One hundred and thirteen trials (9973 participants) were included (mean age 60.5 years, median follow-up 6 months). Of these, 71 trials were conducted in 6036 dialysis patients, and 42 trials were conducted in 3937 non-dialysis CKD patients. Trials were generally at high or unclear risk of bias.

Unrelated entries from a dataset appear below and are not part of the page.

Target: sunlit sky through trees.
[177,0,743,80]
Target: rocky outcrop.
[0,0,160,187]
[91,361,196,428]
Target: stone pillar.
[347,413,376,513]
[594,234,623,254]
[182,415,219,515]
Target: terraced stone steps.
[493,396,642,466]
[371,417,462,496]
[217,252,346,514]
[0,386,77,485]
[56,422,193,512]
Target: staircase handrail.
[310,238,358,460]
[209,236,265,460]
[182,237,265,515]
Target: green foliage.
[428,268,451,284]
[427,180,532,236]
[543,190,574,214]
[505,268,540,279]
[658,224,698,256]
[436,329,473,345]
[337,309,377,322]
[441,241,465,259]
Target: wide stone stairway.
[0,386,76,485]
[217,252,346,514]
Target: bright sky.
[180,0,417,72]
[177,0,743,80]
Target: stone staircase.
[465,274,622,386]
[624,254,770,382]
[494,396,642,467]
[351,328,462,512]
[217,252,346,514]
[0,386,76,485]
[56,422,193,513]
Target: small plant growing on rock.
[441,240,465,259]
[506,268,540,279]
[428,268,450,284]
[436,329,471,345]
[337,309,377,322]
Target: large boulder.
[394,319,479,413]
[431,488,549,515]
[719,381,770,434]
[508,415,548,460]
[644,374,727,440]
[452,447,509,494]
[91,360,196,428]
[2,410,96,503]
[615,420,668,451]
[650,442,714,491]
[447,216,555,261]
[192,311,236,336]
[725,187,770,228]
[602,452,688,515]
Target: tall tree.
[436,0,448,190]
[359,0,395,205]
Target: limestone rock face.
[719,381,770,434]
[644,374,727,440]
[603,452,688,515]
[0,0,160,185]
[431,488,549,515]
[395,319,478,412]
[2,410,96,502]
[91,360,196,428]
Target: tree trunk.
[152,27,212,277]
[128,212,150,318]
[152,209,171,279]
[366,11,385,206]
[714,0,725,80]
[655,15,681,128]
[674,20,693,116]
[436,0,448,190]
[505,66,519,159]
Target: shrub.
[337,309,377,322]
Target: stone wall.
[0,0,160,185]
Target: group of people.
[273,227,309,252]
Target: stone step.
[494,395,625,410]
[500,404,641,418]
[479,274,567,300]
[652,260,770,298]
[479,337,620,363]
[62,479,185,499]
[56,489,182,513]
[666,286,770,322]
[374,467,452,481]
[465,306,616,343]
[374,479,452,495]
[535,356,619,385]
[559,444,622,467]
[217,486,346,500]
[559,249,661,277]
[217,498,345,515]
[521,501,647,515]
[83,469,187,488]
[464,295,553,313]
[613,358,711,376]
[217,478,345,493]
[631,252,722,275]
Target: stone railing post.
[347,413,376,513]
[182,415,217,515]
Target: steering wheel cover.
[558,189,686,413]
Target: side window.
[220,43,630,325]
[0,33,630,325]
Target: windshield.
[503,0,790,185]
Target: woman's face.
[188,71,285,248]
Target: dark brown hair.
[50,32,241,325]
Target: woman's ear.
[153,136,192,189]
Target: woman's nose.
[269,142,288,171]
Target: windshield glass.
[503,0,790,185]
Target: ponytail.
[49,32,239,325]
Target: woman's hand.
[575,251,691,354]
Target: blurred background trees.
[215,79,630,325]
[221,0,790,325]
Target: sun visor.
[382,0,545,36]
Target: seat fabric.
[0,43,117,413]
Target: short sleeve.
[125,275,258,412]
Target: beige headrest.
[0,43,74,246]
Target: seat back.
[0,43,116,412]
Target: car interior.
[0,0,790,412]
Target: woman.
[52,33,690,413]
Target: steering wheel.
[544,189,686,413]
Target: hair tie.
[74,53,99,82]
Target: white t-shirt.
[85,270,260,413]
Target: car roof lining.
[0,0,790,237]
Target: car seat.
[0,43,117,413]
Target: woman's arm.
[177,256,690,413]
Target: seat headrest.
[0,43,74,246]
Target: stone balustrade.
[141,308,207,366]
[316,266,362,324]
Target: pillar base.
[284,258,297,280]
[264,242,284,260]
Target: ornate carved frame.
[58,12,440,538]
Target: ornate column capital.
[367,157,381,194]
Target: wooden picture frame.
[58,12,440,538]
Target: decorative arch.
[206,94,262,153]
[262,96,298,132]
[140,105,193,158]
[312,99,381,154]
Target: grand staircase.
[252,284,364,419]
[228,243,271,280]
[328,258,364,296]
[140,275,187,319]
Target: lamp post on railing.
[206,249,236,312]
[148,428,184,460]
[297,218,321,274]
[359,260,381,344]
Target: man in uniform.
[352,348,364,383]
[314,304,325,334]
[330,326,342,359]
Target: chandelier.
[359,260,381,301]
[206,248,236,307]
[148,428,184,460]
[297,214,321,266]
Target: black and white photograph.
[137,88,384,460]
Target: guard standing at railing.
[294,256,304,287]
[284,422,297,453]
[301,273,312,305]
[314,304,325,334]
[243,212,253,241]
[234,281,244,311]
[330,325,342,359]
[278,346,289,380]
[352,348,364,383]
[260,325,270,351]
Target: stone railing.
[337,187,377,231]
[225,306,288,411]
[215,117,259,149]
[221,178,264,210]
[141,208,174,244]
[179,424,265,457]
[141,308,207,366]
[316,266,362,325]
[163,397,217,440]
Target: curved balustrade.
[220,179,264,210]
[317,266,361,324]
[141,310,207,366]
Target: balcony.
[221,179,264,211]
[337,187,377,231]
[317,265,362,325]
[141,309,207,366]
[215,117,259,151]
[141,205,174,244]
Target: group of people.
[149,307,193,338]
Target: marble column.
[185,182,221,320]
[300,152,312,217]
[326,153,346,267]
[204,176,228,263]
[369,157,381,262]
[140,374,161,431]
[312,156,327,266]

There was no significant difference in risk of major adverse cardiovascular outcomes when comparing vitamin D and placebo (11 trials, RR 0.98, 95%CI 0.65-1.48), or active and nutritional vitamin D (2 trials, RR 0.85, 95%CI 0.32-2.31). Compared to placebo, vitamin D did not significantly change systolic blood pressure (7 trials, WMD 0.43 mmHg, 95% CI -3.43 to 4.29), diastolic blood pressure (5 trials, WMD 0.58 mmHg, 95%CI -2.16 to 3.32), pulse wave velocity (4 trials, WMD -0.75 m/sec, 95%CI -1.56 to 0.07), left ventricular mass (4 trials, WMD 2.17 g/m2, 95%CI -8.01 to 12.36) or glomerular filtration rate (11 trials, WMD -0.25 mL/min/1.73m2, 95%CI -0.78 to 0.29). Data for B-natriuretic peptide levels and urine albumin/creatinine ratio were insufficient for meta-analysis.

Conclusion

The effects of vitamin D compounds on cardiovascular and renal outcomes in CKD are uncertain. Further research with adequately powered trials is required.